Sunday 09 August 2020

No budget change on 30% ruling, expat lobby group turns to lawyers

Expats protest outside parliament earlier this year. Photo: Lingaraj Bharamagoudar

Lobby group United Expats in the Netherlands says it will seek legal advice about the government’s refusal to bring in a transition agreement for international workers faced with losing the 30% ruling from next January.

Campaigners had hoped the government would change its mind and back a transition period in the 2019 budget, but the measure is not mentioned in any detail in the finance ministry documents, despite intensive lobbying by industry, unions and universities as well as expats. The cut from eight to five years is expected to save some €203m next year.

UENL says the decision not to have a transition period for people who expected to have the benefit for at least three more years is ‘ill-planned, harsh, and unfair’ and will ‘dramatically affect the lives of thousands of expats and their families living and working in the Netherlands’.

‘Our community of members has raised nearly €20,000 to fund this effort and we will continue to fight for those affected,’ spokeswoman Jessica Taylor Piotrowski said.

‘To significantly disrupt the lives of so many families by breaking an existing deal is counter to the principles of the Netherlands and, even more, may violate Dutch and European law. A deal is a deal.’


The VNO-NCW employers organisation said in its comments on the 2019 budget that the cabinet is wrong to cut spending on the 30% ruling. ‘The government is showing itself to be unreliable,’ the organisation said in a statement. ‘At a time when the labour market is tight, this is a missed opportunity to bind foreign experts and technicians to our country.’

Tax minister Menno Snel confirmed in July he is to cut the duration of the tax break from eight to five years, without a transition period. This means thousands of expats face losing thousands of euros a year which they had been told earlier they would get.

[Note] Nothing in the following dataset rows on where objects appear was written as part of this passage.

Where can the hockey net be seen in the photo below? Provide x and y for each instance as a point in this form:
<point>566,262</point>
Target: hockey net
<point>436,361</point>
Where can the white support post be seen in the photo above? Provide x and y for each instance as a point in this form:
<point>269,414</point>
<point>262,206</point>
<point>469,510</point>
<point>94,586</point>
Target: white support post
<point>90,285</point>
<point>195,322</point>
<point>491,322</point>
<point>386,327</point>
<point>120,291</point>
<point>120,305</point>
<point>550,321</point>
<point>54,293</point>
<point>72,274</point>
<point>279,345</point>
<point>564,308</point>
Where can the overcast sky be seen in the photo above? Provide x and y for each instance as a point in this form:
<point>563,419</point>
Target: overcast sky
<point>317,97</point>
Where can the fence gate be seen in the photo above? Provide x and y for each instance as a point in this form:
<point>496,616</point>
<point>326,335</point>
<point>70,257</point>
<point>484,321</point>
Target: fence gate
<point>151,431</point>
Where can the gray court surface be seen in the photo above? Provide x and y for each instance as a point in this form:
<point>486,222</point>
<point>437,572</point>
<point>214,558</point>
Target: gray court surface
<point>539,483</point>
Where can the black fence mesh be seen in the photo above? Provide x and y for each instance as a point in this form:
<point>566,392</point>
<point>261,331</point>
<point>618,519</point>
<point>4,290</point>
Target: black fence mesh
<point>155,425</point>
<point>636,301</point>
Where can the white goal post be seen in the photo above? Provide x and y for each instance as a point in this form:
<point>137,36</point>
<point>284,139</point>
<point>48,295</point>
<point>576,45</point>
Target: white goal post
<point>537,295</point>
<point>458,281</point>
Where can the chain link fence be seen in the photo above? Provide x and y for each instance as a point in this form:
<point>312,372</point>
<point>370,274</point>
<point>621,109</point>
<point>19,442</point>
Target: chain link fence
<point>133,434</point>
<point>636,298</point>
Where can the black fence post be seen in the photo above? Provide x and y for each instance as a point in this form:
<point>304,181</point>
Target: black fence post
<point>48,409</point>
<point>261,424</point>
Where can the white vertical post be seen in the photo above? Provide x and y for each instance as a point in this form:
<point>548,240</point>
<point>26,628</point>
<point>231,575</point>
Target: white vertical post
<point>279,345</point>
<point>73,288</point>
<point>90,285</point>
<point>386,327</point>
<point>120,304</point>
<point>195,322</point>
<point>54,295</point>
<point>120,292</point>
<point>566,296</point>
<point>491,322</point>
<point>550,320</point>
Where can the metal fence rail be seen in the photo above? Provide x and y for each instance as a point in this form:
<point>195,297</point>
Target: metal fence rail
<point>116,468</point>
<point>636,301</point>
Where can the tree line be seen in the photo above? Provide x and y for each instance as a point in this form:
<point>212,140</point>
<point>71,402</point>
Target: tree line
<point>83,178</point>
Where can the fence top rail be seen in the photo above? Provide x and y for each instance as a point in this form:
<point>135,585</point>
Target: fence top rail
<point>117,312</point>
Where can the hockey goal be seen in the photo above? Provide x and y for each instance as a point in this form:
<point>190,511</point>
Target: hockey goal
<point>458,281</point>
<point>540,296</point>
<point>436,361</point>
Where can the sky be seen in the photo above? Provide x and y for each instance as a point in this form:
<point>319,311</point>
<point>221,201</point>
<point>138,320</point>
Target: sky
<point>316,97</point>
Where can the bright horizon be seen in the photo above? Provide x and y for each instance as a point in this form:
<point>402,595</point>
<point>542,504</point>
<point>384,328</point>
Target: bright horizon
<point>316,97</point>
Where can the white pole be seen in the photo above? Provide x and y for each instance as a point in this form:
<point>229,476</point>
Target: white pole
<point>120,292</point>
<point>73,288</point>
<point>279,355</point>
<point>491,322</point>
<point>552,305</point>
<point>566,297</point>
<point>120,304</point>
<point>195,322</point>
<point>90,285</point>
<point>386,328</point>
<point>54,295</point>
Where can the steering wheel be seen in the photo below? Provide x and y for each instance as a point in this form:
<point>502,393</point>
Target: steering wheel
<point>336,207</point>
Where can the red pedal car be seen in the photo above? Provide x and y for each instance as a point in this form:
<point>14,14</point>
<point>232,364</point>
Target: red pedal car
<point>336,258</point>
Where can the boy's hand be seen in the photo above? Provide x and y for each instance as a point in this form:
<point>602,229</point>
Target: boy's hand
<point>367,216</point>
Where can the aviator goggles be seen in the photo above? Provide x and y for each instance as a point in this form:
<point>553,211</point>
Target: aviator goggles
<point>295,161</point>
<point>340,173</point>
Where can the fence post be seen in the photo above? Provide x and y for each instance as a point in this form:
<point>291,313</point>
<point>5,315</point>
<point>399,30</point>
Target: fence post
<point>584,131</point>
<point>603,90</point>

Snel told reporters on Tuesday after the plans were presented that the government is ‘most proud about everybody benefiting, but it is true that working people will benefit the most, as we promised.’

Financial planner José de Boer, who advises expats on financial issues and mortgages, told the government’s decision to press ahead with scrapping the dividend tax to boost the business climate ‘makes it even more surprising that the government wishes to pursue its plans to cut the 30% tax ruling.’

‘They wish to attract the companies, but not the highly skilled staff that are also needed?,’ she said.